Ahead, expect continuing turmoil spiced by flights to safety, beggar-thy-neighbour policies and monetary stimulus inducing inflation. To appreciate why, let's spin the globe.
The euro zone is doomed in its present form. Austerity measures will elicit economic contractions and demonstrations. German voters, who complain still about the costs of German reunification, will soon realise that Greece will be the first, not the last, to be rescued. Rather than a central governing authority, a far more likely outcome in the euro zone is a group of sub-currencies that float within ranges, beginning with a euro-drachma. It will not be a smooth transition, and there'll be turmoil when the zone is dismembered.

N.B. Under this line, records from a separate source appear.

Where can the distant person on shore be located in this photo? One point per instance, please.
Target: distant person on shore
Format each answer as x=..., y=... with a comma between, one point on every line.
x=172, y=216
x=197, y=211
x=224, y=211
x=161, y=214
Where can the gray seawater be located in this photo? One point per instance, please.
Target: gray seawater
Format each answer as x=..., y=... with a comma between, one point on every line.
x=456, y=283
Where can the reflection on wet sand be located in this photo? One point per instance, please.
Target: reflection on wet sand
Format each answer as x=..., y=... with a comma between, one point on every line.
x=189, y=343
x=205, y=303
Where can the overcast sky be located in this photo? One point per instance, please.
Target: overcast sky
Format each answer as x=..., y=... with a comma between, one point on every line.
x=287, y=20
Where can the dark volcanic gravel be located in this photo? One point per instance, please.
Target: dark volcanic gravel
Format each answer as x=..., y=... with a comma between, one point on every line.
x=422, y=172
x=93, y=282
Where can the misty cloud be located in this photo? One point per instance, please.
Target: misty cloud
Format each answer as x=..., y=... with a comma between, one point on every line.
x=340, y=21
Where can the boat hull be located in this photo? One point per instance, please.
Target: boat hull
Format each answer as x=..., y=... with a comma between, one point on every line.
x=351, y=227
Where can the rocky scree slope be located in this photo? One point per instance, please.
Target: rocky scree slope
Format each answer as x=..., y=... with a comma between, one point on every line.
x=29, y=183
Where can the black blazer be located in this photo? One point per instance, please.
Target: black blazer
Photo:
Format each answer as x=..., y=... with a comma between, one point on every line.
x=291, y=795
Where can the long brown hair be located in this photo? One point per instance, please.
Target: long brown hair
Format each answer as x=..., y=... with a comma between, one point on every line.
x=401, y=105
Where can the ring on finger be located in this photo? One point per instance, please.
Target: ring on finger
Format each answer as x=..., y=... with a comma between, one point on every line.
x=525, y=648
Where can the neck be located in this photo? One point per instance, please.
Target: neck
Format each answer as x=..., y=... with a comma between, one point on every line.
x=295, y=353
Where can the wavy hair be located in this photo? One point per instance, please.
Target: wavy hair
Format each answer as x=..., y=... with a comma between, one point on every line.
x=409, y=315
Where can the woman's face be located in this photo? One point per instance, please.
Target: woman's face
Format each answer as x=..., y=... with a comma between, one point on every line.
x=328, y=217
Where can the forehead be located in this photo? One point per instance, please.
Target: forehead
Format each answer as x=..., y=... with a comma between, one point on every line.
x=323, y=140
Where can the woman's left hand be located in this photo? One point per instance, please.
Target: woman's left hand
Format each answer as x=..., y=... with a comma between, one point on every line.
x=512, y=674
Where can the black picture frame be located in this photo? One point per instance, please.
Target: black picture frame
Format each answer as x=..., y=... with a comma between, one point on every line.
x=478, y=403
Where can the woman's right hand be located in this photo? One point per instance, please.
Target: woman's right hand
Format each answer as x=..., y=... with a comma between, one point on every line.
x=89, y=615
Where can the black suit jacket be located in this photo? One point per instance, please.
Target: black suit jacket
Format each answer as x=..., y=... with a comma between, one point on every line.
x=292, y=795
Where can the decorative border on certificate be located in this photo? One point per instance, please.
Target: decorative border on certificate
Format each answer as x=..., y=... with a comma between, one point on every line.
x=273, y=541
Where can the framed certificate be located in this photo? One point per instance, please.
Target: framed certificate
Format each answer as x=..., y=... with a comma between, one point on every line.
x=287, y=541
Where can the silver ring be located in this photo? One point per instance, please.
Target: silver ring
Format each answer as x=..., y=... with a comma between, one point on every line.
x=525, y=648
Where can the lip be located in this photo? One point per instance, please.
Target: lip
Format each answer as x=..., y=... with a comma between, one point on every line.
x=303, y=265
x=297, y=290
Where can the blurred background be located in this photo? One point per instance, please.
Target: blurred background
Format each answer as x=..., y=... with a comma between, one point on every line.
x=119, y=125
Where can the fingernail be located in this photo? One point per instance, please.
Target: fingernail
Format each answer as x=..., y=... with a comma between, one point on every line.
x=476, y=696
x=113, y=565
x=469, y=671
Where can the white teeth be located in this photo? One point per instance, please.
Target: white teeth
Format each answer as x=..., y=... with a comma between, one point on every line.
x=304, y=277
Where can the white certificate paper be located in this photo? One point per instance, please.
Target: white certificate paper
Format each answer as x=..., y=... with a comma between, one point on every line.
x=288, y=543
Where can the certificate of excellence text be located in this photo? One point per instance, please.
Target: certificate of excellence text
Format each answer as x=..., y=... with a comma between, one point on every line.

In the US, politicians and legislators failed to find a way to trim government deficits. Some claim higher taxes are the answer. Others know better but lack the political will to confront beneficiaries. The truth is that US government spending is profligate. This will be admitted, but it will take time, especially in an election year. Until then, Federal Reserve chairman Ben Bernanke or his successor will accommodate with monetary easing that other central bankers will emulate via protectionist beggar-thy-neighbour policies. This will bring inflation.
If governments augment this policy with tariffs, things will get worse. Equally worrying is moral hazard inherent in the government rescues of banks, or any industry for that matter.
China is a further cause for concern. Amid a leadership transition, it persisted with self-serving mercantilist policies that slowed the global economy as domestic asset bubbles ballooned. Investment curbs spurred families to buy flats and help sons attract scarce wives, and there will be few mortgages to walk away from as prices fall. Idle steel mills, empty convention centres and malls, flightless airports and entire ghost cities attest to misguided stimulus of investment, with another banking crisis already on the cards.